My domestic bandwidth has finally caught up with the halcyon days I experienced at Google in 2003 – 2004. It was somewhere around then that we, Googlers in the Mountain View office, were first able to access the Internet at speeds in excess of 100 Mbit. The bottleneck had shifted and now it was the Fast Ethernet card in my workstation.

Once a gigabit card had been placed on the PC, ISO images would fly across the link, the download completing within a few minutes. I can still remember being in awe of the speed, which was very unusual back then. Very few people had the luxury of being connected to the Internet at work — forget about at home! — by such a fast link. Even gigabit Ethernet cards themselves were still far from the norm in workstations and servers. Most people weren’t connected to a gigabit LAN, never mind a WAN.

Time normalises everything, though. In a time-stretched corollary of Moore’s Law, we now find ourselves at the point that we can order affordable commodity Internet access with greater than Fast Ethernet speed. Actually, it’s been available for quite some time in Amsterdam, but I saw no need for it. I have historically upgraded our bandwidth only as we developed a need for it.
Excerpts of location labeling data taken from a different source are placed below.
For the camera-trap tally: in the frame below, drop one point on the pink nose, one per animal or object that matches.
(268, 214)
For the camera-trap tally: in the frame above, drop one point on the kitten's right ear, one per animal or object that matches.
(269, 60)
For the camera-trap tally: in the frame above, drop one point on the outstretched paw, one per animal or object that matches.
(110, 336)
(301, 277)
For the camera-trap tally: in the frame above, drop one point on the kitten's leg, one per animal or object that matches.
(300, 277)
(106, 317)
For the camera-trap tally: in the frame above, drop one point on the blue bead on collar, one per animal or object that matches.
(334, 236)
Last week, then, finally saw the upgrade of our cable link to 120 Mbit downstream and 10 Mbit up. This fat pipe dwarves our DSL bandwidth, which is a mere 12 Mbit downstream and 1 Mbit up. I expect we’ll cancel the service in a few months, although it does provide us with a static public IP address, which our cable provider does not.

Anyway, I’m enjoying the new bandwidth very much. BitTorrent, in particular, is benefiting from the extra breathing space.